- Spain is in focus today with its monthly update on unemployment
- Any rise in Spanish joblessness would suggest Europe’s recovery is faltering
- US mortgage applications should trend higher in the wake of lower mortgage rates
- Recent price rises and minimal inventory could hold back would-be home buyers
- Today's ADP update offers an early look at the US labour data for February
- The ADP update will give a crucial insight into the US macro trend
The European economy showing the strongest signs of recovery is under the microscope today with the release of unemployment data for Spain. Later, two reports will offer more details for profiling of the US macro trend in February. First up is the weekly mortgage numbers, followed by ADP’s estimate of private payrolls.
Spain: Unemployment Change (0800 GMT) The macro outlook for the eurozone has weakened lately, according to a variety of metrics. The manufacturing sector’s growth rate via Markit’s purchasing managers’ index, for instance, dipped to a one-year low last month. Meanwhile, deflation is back – consumer prices fell 0.2% in February vs. the year-earlier level.
But there’s also some good news to consider – unemployment for the single currency area ticked lower in January for the third straight month. It's a mild decline and painfully slow, but at least it's moving in the right direction.
Today’s update on Spain’s unemployment data will provide more perspective for deciding if the recent slide in the eurozone’s jobless rate is likely to continue in the months ahead. Spain, after all, continues to enjoy the strongest recovery among Europe’s main economies. The question is whether the softer numbers for some slices of the euro area pose a new challenge for Spain’s forward momentum.
Recent history still offers plenty of room for optimism for Europe’s fourth-largest economy. Yesterday’s PMI manufacturing update, for example, points to a robust growth rate. “Spanish manufacturers continued to rise above economic and political uncertainty in February, once again increasing output at a rapid rate and taking on extra staff at the fastest pace since the summer of 2015,” a Markit economist said.
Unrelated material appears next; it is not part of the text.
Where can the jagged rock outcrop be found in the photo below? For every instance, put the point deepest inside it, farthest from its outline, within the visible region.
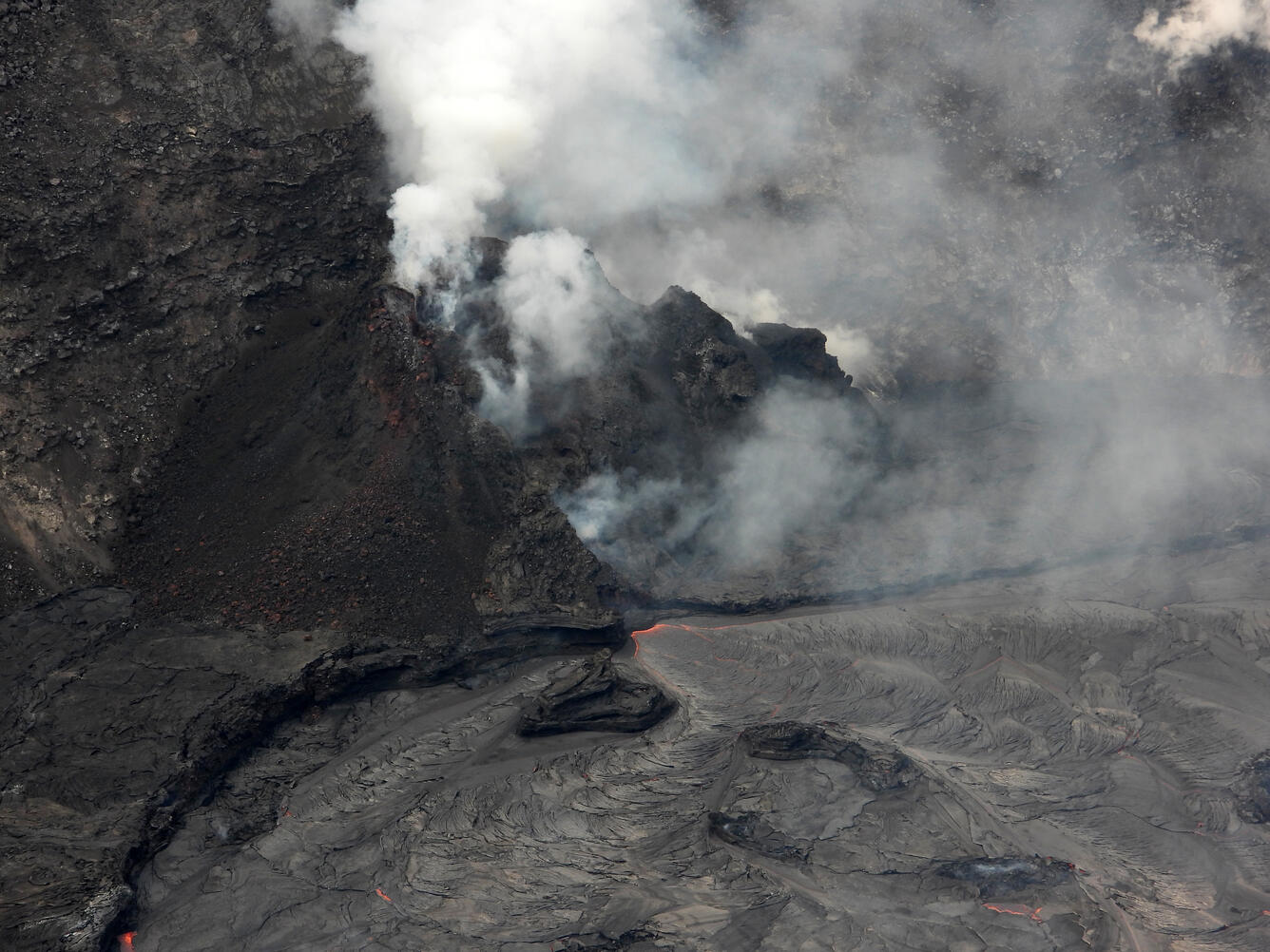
(877, 766)
(594, 695)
Today’s update will tell us if a similar narrative applies to the country’s labour market overall via the hard numbers published by the government. Recent history has delivered solid gains, although the monthly numbers on changes in the ranks of the newly unemployed has been rocky lately. The population of unemployed workers rose by 57,200 in December, marking the first increase since last September.
It could be noise, of course. But in the current climate, another increase in Spain’s jobless population would feed the bearish view that Europe’s recovery is faltering.
US: Mortgage Applications (1200 GMT) Mortgage rates are trending lower in 2016, raising the possibility that we may see yields dip below the 2013 low for the 30-year national average – 3.35% – in the months ahead. In theory, this is good news for housing. But the source of lower rates – heightened worries about the economic outlook – leave room for doubt on whether lower financing costs will translate into a stronger housing market.
This week’s update on pending home sales certainly raises questions about where the housing market is headed as the spring buying season approaches. The National Association of Realtors on Monday reported that its index of sales that aren’t yet final fell 2.5% in January. “While January’s blizzard possibly caused some of the pullback in the northeast, the recent acceleration in home prices and minimal inventory throughout the country appears to be the primary obstacle holding back would-be buyers,” noted NAR’s chief economist.
Meantime, the view by way of the weekly numbers for new mortgage applications looks moderately encouraging. Five of the eight weekly reports so far in 2016 reflect higher demand. Last week’s update marked the first decline since late January. If today’s numbers reveal more red ink, the news will mark the first two-week drop this year. The hope is that the recent slide in mortgage rates will keep the market bubbling.
US: ADP Employment Report (1315 GMT) Today’s update from ADP will offer a crucial clue on the US macro trend in February. Although job growth has slowed recently, the expansion remains strong enough to argue that forward momentum is still healthy.
Today’s report is expected to deliver more of the same. Econoday.com’s consensus forecast sees ADP’s estimate of US private payrolls for February rising 185,000. That's a decent increase, but if the projection holds the labour market’s growth rate is headed for its slowest pace in four months and well below last December’s 267,000 surge.
Keep your eye on the year-over-year comparison for a clearer measure of the trend. For the moment, there’s a mild but simmering warning sign in the numbers via the slow descent in the annual increase. If today’s forecast for a monthly increase of 185,000 holds, the trend is set to weaken further, dipping below the 2% mark for the first time in over two years.
A softer growth trend is hardly fatal at this stage, assuming that we don’t dip below Econoday.com’s projection. Yet the likelihood that the annual change will show another round of deceleration in today’s update will serve as a reminder that the US recovery, which is approaching its six-year anniversary, is no spring chicken.